I'll always be an amateur photographer.

All of my marriages lasted seven years.

If your subjects are eternal... they'll survive.

My life has been quite interesting professionally.

Most photographers work best alone, myself included.

I've been around so long, most editors think I'm dead.

Be sure to take the lens cap off before photographing.

A visual sense is something you either have or you don't.

The advantage of taking pictures of the famous is that they get published.

I like museums in Berlin a lot, especially in the eastern part. They're extraordinarily good.

Photography is pretty simple stuff. You just react to what you see, and take many, many pictures.

I appreciate simplicity, true beauty that lasts over time, and a little wit and eclecticism that make life more fun.

I'm not a serious photographer like many of my contemporaries. That is to say, I am serious about not being serious.

Somehow Photoshop and the ease with which one can produce an image has degraded the quality of photography in general.

I'm an amateur photographer, apart from being a professional one, and I think maybe my amateur pictures are the better ones.

When I get up in the morning I brush my teeth and go about my business, and if I am going anywhere interesting I take my camera along.

I enjoy nothing more than spending time with my loved ones, young and old, and at least once a year we get together for a formal family photograph.

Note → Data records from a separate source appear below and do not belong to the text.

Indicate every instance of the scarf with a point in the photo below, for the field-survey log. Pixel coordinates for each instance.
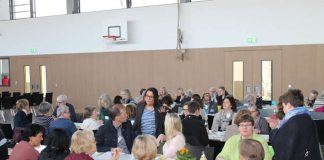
(292, 113)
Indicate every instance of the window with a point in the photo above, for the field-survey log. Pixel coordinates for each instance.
(139, 3)
(50, 7)
(98, 5)
(266, 80)
(42, 70)
(4, 72)
(27, 78)
(238, 83)
(21, 9)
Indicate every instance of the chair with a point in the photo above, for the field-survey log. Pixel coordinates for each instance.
(209, 153)
(8, 102)
(49, 97)
(195, 150)
(38, 99)
(7, 130)
(6, 94)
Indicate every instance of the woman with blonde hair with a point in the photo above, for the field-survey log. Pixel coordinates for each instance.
(175, 138)
(83, 145)
(144, 147)
(91, 121)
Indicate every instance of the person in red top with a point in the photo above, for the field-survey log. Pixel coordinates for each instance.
(31, 138)
(5, 81)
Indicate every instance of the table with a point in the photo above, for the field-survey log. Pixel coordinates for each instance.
(107, 155)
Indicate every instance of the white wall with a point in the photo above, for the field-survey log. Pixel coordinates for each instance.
(207, 24)
(4, 10)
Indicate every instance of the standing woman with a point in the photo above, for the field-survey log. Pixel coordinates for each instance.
(21, 118)
(104, 103)
(148, 118)
(222, 93)
(225, 117)
(23, 115)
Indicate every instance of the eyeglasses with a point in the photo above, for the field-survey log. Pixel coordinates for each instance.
(245, 125)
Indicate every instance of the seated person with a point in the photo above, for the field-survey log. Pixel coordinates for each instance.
(194, 128)
(117, 132)
(57, 146)
(62, 100)
(32, 137)
(145, 147)
(231, 147)
(210, 107)
(261, 126)
(251, 149)
(226, 116)
(83, 145)
(43, 118)
(63, 121)
(91, 119)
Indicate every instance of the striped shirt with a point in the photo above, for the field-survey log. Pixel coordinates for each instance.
(148, 122)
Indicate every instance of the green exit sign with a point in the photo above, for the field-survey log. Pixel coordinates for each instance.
(251, 40)
(33, 50)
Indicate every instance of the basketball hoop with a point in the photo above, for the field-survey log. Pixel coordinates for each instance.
(112, 38)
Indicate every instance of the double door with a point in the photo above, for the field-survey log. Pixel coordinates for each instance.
(256, 72)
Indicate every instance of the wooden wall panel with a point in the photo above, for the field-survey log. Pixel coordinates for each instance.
(84, 76)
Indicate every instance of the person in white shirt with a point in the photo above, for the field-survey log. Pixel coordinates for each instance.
(175, 138)
(91, 117)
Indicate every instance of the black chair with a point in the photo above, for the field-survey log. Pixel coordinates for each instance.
(7, 130)
(6, 94)
(8, 102)
(49, 97)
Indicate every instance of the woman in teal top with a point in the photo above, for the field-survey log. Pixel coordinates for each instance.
(231, 147)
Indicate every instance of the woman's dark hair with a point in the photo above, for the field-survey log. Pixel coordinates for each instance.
(155, 95)
(167, 100)
(59, 140)
(232, 101)
(196, 97)
(117, 99)
(225, 91)
(142, 90)
(31, 130)
(58, 143)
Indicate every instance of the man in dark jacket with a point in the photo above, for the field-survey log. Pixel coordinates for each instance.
(295, 137)
(117, 132)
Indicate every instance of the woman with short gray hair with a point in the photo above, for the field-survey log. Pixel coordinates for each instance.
(43, 118)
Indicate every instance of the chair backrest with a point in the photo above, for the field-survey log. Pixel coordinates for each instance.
(49, 97)
(209, 153)
(195, 150)
(8, 102)
(6, 94)
(7, 130)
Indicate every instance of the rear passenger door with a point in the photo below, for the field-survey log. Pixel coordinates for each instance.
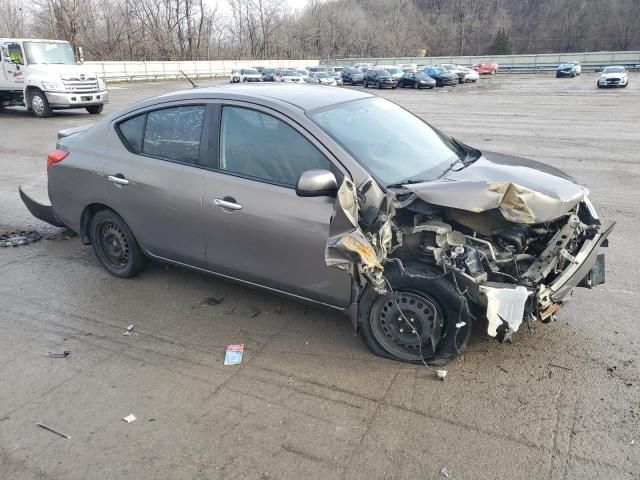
(257, 228)
(155, 179)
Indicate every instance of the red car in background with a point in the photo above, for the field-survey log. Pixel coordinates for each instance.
(489, 68)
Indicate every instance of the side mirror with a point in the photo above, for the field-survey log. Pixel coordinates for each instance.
(317, 183)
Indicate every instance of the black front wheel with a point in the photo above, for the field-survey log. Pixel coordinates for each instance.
(423, 319)
(115, 246)
(95, 109)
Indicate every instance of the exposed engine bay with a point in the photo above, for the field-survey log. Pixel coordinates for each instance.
(515, 253)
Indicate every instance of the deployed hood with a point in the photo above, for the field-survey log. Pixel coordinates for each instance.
(523, 190)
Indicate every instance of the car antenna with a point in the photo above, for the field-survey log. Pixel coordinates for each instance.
(190, 81)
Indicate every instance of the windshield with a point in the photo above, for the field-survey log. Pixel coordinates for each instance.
(393, 144)
(49, 53)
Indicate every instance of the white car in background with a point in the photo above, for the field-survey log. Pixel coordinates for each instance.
(615, 76)
(321, 78)
(289, 76)
(470, 75)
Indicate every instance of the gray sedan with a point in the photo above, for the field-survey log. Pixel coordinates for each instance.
(335, 197)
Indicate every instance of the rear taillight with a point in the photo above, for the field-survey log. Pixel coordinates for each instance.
(56, 157)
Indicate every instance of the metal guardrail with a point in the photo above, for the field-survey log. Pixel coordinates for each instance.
(132, 71)
(513, 63)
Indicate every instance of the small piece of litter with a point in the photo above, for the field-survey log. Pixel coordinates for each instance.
(130, 418)
(233, 356)
(63, 435)
(58, 354)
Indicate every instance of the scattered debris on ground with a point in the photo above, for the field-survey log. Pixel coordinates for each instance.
(213, 301)
(16, 239)
(63, 435)
(59, 354)
(233, 355)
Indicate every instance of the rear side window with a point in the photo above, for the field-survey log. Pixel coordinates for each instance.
(170, 133)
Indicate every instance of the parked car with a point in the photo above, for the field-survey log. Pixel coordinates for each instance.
(379, 78)
(321, 78)
(460, 73)
(486, 68)
(303, 191)
(250, 75)
(416, 80)
(568, 69)
(268, 75)
(395, 72)
(615, 76)
(289, 76)
(470, 75)
(352, 75)
(442, 76)
(235, 77)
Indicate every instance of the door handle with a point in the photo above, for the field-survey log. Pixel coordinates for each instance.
(118, 179)
(227, 203)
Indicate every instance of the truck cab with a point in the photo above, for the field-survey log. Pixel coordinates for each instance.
(43, 75)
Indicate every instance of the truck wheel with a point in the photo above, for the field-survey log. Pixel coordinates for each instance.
(114, 245)
(424, 319)
(40, 105)
(95, 109)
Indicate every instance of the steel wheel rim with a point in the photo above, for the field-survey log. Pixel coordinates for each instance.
(113, 245)
(37, 104)
(391, 330)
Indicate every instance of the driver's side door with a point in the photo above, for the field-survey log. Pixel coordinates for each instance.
(257, 228)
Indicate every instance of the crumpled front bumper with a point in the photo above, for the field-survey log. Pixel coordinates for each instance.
(43, 212)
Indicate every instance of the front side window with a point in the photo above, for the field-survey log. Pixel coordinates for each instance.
(170, 133)
(258, 145)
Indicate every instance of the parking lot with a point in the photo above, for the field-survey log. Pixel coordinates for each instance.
(309, 400)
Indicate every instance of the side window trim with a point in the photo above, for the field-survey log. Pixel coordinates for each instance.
(205, 134)
(335, 165)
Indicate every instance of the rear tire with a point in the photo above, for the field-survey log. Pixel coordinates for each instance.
(114, 245)
(95, 109)
(40, 105)
(427, 299)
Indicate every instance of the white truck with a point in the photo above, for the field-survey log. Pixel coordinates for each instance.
(43, 76)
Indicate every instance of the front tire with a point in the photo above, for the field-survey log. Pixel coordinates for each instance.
(95, 109)
(40, 105)
(426, 310)
(114, 245)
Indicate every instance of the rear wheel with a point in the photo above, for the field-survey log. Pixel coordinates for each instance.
(40, 105)
(115, 246)
(424, 319)
(95, 109)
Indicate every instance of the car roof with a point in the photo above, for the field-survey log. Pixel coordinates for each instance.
(305, 97)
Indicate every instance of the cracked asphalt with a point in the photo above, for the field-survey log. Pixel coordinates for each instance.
(309, 401)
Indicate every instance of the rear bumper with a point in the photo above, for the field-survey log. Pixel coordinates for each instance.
(72, 100)
(43, 212)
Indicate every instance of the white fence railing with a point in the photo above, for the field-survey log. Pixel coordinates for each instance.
(131, 71)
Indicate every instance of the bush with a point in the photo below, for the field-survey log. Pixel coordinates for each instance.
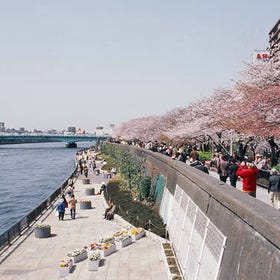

I don't really have a favorite camera. I use a Leica and Canon a lot. It depends, especially professionally, on the requirements. But my carry-around camera is a Leica.

The most awful museums are in China. They have magnificent stuff on display and just the worst way of displaying it. They just don't spend money on lighting and installation.

Professionally I've evolved with what's required, but the pictures I do for pleasure haven't changed, except for the cars in the background, the clothing. I haven't changed at all.

Now very often events are set up for photographers... The weddings are orchestrated about the photographers taking the picture, because if it hasn't been photographed it doesn't really exist.

You can find pictures anywhere. It's simply a matter of noticing things and organizing them. You just have to care about what's around you and have a concern with humanity and the human comedy.

Covering a historic event is perfectly legitimate. It's not sneaking into somebody's boudoir... These people belong to history, and not to record that if you have the opportunity would be wrong.

To me, photography is an art of observation. It's about finding something interesting in an ordinary place... I've found it has little to do with the things you see and everything to do with the way you see them.

The ratio of successful shots is one in God-knows-how-many. Sometimes you'll get several in one contact sheet, and sometimes it's none for days. But as long as you go on taking pictures, you're likely to get a good one at some point.

The thing is that when you don't carry a camera, that's when you see pictures in particular, or at least that's when you think you see pictures in particular. When you do carry it, if you do see one on the occasion that you do, you can take it.

Making books is a very specific kind of activity. It's not really a collection of your best pictures - although it is - but it's also a way of presenting your work so that it's not repetitive, so that it flows, and so that it makes sense in a book.

In those simpler days, you could just take pictures of movie stars and show them the way they were, as normal human beings. And if I felt part of any movement at the time, it was just to do that - to be journalistic and photograph what is, rather than what is made up.

It's almost embarrassing, but I do have one trick for taking portraits on commission. I carry one of these little bicycle horns in my pocket, and once in a while, when someone is sour-faced or stiff, I blow my horn. It sort of shatters the barriers. It's silly, but it works.

Everybody's got to do something... I'd been on my own since an early age and I thought I better find something to do to buy biscuits and stuff. From high school onwards I was earning my way with photography, one way or another, working in darkrooms and taking pictures of weddings, neighbors' children and so on.